DocNow / twarc

A command line tool (and Python library) for archiving Twitter JSON
https://twarc-project.readthedocs.io
MIT License
1.36k stars 255 forks source link

How to get only native retweets with a search filter? #593

Closed numeroteca closed 2 years ago

numeroteca commented 2 years ago

I am trying to get all the tweets (and their native retweets) tweeted by a new media account. I want to measure the impact of their tweets in time. I expect to produce this type of list of tweets to make data visualizations

author text timestamp
@newsmedia Original tweet by newsmedia -
@oneuser RT @newsmedia Original tweet by newsmedia -
@otheruser RT @newsmedia Original tweet by newsmedia -
@newsmedia Another Original tweet by newsmedia -
@onemoreuser RT @newsmedia Another Original tweet by newsmedia -

So I'd need to filter to have the original tweets by the news media and the "nativeretweet" of those tweets

This is the query I am trying, that is not yet ready. I'd still need to add the filter to return only native retweets (like -filter:nativeretweets) and include the original tweets by the news media user:

twarc2 search 'url:"twitter.com/eldiarioes"' --exclude-replies --start-time 2018-03-21T00:00:01 --end-time 2018-03-21T23:59:59 --archive > 2018-03-21_eldiario_rts.json

igorbrigadir commented 2 years ago

The full list of operators for the v2 API is here: https://developer.twitter.com/en/docs/twitter-api/tweets/search/integrate/build-a-query#list

Unfortunately, the operators are not consistent with the web interface -filter:nativeretweets closest equivalent is is:retweet.

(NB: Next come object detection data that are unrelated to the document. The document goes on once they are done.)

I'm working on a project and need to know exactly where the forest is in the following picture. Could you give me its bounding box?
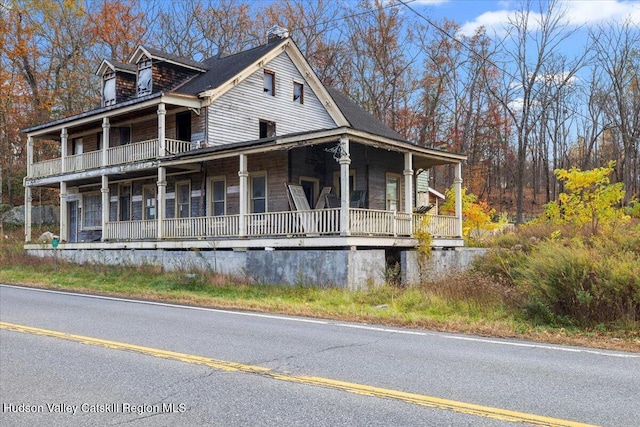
[0,0,640,223]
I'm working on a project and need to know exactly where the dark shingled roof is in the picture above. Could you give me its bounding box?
[326,87,409,142]
[143,46,208,70]
[176,39,284,95]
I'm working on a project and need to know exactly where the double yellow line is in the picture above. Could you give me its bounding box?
[0,322,593,427]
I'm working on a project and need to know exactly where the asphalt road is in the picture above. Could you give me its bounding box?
[0,285,640,427]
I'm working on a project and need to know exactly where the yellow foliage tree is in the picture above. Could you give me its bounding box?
[545,161,627,234]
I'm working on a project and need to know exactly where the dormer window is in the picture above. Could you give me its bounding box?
[102,71,116,107]
[264,70,276,96]
[137,59,153,96]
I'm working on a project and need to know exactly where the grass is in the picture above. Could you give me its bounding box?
[0,230,640,351]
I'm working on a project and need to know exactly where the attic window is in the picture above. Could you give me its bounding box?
[293,82,304,104]
[137,59,153,96]
[260,120,276,138]
[102,71,116,107]
[264,70,276,96]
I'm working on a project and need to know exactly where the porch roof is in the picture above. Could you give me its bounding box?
[162,127,467,168]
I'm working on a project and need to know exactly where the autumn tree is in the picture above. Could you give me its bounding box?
[87,0,147,62]
[336,0,414,128]
[592,21,640,205]
[494,0,586,223]
[545,161,625,234]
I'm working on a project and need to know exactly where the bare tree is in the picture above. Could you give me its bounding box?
[488,0,586,223]
[592,21,640,202]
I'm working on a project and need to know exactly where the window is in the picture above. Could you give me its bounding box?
[176,181,191,218]
[118,184,131,221]
[82,193,102,229]
[118,126,131,145]
[102,71,116,107]
[263,70,276,96]
[137,59,153,96]
[293,82,304,104]
[260,120,276,138]
[299,176,320,209]
[385,173,400,211]
[250,172,267,213]
[209,177,227,216]
[71,138,83,155]
[142,185,156,219]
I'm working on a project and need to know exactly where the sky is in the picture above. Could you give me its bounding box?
[405,0,640,35]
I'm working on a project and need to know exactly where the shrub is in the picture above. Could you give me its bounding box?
[513,239,640,326]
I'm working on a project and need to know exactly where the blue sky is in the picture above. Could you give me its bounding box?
[405,0,640,34]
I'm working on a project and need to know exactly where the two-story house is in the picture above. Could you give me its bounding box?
[24,32,465,286]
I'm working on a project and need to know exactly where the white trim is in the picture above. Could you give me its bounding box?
[206,175,230,216]
[174,180,191,218]
[247,170,269,213]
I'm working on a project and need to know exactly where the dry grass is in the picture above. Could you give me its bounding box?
[0,230,640,352]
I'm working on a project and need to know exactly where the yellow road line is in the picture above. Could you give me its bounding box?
[0,322,593,427]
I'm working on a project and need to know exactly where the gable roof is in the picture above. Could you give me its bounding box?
[129,46,207,72]
[96,59,138,76]
[326,87,409,142]
[179,39,284,95]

To get what you want, the best query would be:

(from:newsmedia OR retweets_of:newsmedia)

Although you will also get tweets that @newsmedia retweets, which you may not want, but you can filter those yourself, or to get original tweets maybe try:

((from:newsmedia -is:retweet) OR retweets_of:newsmedia)

Quote tweets count as original tweets and are unaffected by -is:retweet or retweets_of: as far as i can tell (i haven't double checked this to make sure). See also, https://developer.twitter.com/en/docs/twitter-api/tweets/search/integrate/build-a-query#quote-tweets note.

--exclude-replies can be specified in the query too, as -is:reply which is probably better to do, because it's more explicit and predictable - you may not want to add -is:reply exactly where --exclude-replies appends it, so i would not put it as a command line option, i would put it in the query where it should go.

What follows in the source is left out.